In the present study, a novel phosphoramide (L) and corresponding phosphoramide-functionalized graphene oxide (GO-L) were synthesized. L was characterized by FT-IR, 1H NMR, 13C NMR, 31P NMR, and Mass spectroscopy. Functionalization of L on graphene oxide (GO) was investigated by XRD, FT-IR, SEM, EDX, and Map analyses. The cytotoxic effect of L and GO-L against the MCF-7 cell line was assessed by MTT, and flow cytometry (FCM) assay. The cell viability of L and GO-L at different concentrations (0.5-200 mu g. mL-1) was investigated at 24 h experiment.
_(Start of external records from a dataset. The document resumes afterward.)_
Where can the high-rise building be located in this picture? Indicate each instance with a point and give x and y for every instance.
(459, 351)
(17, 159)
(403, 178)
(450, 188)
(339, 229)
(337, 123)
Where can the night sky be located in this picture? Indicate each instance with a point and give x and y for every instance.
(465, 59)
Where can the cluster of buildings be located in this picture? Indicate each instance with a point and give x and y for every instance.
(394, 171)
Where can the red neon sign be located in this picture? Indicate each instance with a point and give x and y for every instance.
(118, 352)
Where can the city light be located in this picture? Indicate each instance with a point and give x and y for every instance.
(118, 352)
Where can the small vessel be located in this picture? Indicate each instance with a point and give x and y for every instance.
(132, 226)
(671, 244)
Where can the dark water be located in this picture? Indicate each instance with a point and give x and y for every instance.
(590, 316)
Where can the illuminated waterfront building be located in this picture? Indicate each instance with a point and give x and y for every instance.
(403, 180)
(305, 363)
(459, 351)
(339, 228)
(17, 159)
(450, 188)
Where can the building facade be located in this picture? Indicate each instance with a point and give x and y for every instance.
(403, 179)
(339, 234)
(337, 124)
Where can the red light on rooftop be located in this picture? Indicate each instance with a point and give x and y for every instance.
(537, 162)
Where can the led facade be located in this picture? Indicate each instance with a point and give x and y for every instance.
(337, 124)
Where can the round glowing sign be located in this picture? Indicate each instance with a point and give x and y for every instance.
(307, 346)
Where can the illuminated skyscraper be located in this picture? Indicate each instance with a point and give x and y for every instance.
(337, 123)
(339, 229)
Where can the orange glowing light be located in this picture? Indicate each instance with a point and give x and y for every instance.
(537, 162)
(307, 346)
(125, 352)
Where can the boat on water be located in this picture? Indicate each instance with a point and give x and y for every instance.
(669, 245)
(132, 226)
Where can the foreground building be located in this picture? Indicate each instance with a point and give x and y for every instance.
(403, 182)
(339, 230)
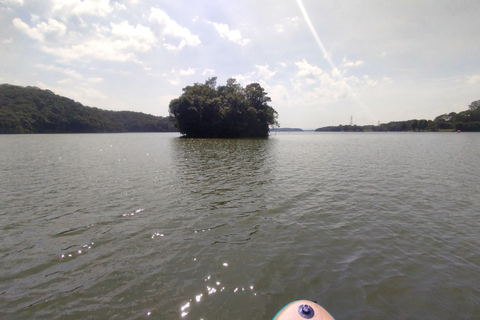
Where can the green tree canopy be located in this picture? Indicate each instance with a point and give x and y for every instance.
(229, 111)
(33, 110)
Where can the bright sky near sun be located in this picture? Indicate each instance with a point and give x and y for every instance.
(321, 61)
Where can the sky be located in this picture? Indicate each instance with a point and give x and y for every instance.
(322, 62)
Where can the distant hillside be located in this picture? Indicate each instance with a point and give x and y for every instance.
(287, 129)
(33, 110)
(468, 120)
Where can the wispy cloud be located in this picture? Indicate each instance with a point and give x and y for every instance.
(234, 36)
(169, 30)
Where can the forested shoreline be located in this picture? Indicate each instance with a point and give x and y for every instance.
(34, 110)
(468, 120)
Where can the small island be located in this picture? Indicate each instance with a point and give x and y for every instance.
(33, 110)
(229, 111)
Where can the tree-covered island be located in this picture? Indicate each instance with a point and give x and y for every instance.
(229, 111)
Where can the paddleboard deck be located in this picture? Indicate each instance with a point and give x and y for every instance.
(303, 309)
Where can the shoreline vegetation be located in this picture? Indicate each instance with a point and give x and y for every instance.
(34, 110)
(468, 120)
(225, 111)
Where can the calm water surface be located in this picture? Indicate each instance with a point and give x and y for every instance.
(151, 226)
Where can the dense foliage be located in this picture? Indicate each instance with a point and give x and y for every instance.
(468, 120)
(33, 110)
(229, 111)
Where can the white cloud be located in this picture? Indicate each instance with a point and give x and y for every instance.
(139, 38)
(169, 28)
(234, 36)
(307, 70)
(347, 63)
(264, 71)
(65, 8)
(40, 30)
(70, 73)
(473, 80)
(12, 2)
(313, 83)
(208, 71)
(287, 24)
(187, 72)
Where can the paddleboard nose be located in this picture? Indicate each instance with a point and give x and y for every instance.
(305, 311)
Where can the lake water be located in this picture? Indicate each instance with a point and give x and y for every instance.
(151, 226)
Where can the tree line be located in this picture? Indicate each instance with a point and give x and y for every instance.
(468, 120)
(229, 111)
(33, 110)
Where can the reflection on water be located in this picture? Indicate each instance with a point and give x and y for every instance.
(129, 226)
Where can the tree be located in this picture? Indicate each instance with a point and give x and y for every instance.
(475, 105)
(229, 111)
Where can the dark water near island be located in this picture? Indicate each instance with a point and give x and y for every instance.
(151, 226)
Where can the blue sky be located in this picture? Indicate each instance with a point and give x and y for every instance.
(321, 61)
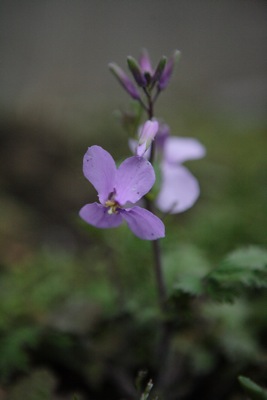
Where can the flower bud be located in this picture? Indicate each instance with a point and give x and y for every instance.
(159, 70)
(147, 134)
(136, 71)
(166, 75)
(124, 81)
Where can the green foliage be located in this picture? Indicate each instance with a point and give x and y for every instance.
(39, 385)
(13, 347)
(254, 391)
(241, 269)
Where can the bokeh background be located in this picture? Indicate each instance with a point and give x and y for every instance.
(62, 283)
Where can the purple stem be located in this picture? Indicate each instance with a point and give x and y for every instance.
(149, 205)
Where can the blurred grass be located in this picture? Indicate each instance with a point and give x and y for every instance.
(61, 275)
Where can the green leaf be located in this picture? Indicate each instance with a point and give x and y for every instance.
(254, 391)
(243, 268)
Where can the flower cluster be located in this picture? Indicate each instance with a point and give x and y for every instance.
(145, 76)
(119, 189)
(179, 189)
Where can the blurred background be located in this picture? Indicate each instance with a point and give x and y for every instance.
(62, 284)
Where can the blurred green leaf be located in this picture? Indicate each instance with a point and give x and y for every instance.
(254, 391)
(243, 268)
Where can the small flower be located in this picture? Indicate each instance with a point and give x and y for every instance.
(144, 75)
(168, 70)
(124, 80)
(118, 187)
(179, 189)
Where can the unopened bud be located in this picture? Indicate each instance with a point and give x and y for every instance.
(167, 73)
(136, 71)
(124, 80)
(147, 134)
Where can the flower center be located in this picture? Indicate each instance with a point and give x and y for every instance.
(112, 206)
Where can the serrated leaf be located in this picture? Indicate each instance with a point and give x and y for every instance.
(246, 267)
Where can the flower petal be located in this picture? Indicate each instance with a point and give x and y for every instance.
(179, 190)
(100, 169)
(143, 223)
(135, 177)
(97, 215)
(181, 149)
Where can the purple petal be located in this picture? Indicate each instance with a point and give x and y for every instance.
(143, 223)
(181, 149)
(135, 177)
(97, 215)
(179, 190)
(100, 169)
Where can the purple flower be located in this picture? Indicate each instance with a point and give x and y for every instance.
(179, 189)
(124, 81)
(168, 70)
(117, 188)
(144, 75)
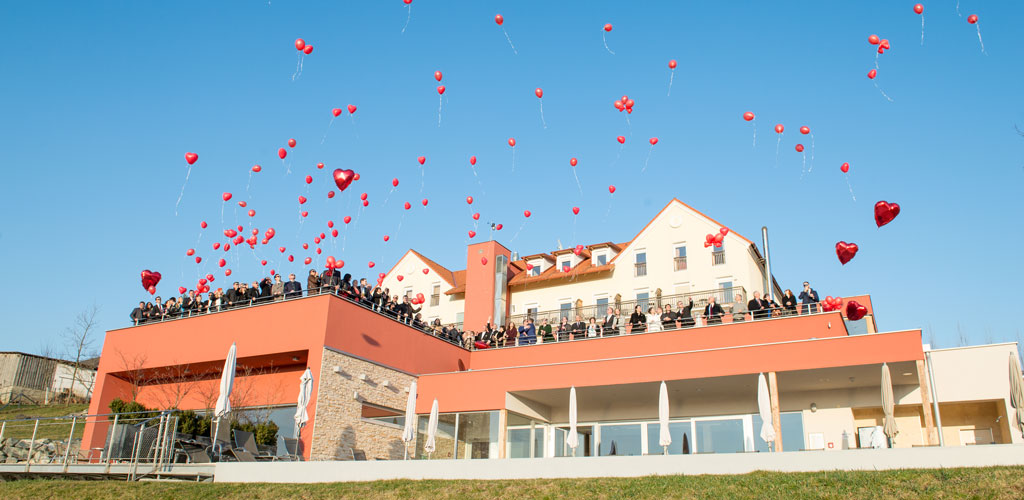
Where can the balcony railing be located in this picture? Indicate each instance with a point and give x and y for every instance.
(717, 258)
(724, 296)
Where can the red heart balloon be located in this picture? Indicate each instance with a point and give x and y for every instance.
(150, 279)
(343, 177)
(846, 251)
(885, 212)
(854, 310)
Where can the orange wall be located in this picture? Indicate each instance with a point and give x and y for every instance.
(484, 389)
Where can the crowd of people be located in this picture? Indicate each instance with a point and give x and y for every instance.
(655, 319)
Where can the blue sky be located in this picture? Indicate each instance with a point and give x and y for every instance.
(100, 101)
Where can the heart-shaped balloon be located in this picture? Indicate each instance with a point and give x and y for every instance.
(885, 212)
(854, 310)
(846, 251)
(150, 279)
(343, 177)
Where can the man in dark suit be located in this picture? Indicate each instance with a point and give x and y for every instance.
(713, 311)
(610, 325)
(292, 288)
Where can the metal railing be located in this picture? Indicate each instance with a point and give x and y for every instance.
(722, 296)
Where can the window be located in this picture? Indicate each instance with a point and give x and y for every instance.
(641, 263)
(382, 415)
(680, 260)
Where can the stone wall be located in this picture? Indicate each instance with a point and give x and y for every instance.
(338, 427)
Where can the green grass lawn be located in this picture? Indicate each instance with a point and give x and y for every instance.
(957, 483)
(47, 429)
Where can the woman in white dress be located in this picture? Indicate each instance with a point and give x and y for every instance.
(653, 320)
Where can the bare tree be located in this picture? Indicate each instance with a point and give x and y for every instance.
(79, 340)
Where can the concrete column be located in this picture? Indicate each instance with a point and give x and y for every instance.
(776, 418)
(926, 404)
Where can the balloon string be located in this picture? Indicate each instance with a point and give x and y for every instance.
(187, 173)
(410, 17)
(605, 40)
(514, 51)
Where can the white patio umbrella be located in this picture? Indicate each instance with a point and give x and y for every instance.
(888, 404)
(572, 441)
(431, 430)
(764, 409)
(409, 432)
(226, 384)
(305, 390)
(665, 438)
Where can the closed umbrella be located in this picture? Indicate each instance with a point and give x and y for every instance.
(665, 438)
(888, 404)
(572, 441)
(431, 429)
(1017, 392)
(409, 432)
(305, 390)
(226, 384)
(764, 409)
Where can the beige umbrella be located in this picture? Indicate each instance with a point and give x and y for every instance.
(1017, 391)
(888, 404)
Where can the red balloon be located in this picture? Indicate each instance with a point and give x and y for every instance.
(846, 251)
(885, 212)
(342, 178)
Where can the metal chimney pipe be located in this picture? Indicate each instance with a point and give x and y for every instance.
(769, 289)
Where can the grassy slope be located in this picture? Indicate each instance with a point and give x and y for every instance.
(962, 483)
(47, 429)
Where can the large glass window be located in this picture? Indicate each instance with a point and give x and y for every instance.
(793, 432)
(622, 440)
(682, 441)
(720, 435)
The antitumor effect of L was improved after attachment on GO, and minimum in-hibition concentration (IC50) of GO-L was obtained 23.11 mu g. mL-1. The antimicrobial activity of the synthesized compounds was evaluated against two strains of gram-positive (Staphylococcus aureus) and gram-negative (Escherichia coli) bacteria using the disk diffusion method, MIC, and MBC experiments. Quantum calculations were carried out by the DMol3 module based on DFT-D correction to get information on the electronic properties in the Material studio 2017. The key enzymes of E. coli (beta-lactamase (PDB: 4HBT) and S. aureus (beta-Lactamase (PDB: 1MWU)) were chosen for molecular docking assay. Moreover, the molecular docking into TRANSCRIPTION FACTOR STAT3B/DNA COMPLEX (PDB: 1bg1) was done, and GO-L and L were docked stronger compared with GO-COCl and Cpm.

Automated summary

A novel phosphoramide (L) and corresponding phosphoramide-functionalized graphene oxide (GO-L) were synthesized and characterized. The cytotoxic effect of L and GO-L against the MCF-7 cell line was assessed, and it was found that GO-L exhibited improved antitumor effect with a minimum inhibitory concentration of 23.11 μg/mL. The synthesized compounds also showed antimicrobial activity against gram-positive and gram-negative bacteria. Quantum calculations and molecular docking assays provided additional information on the electronic properties and binding affinities of the compounds.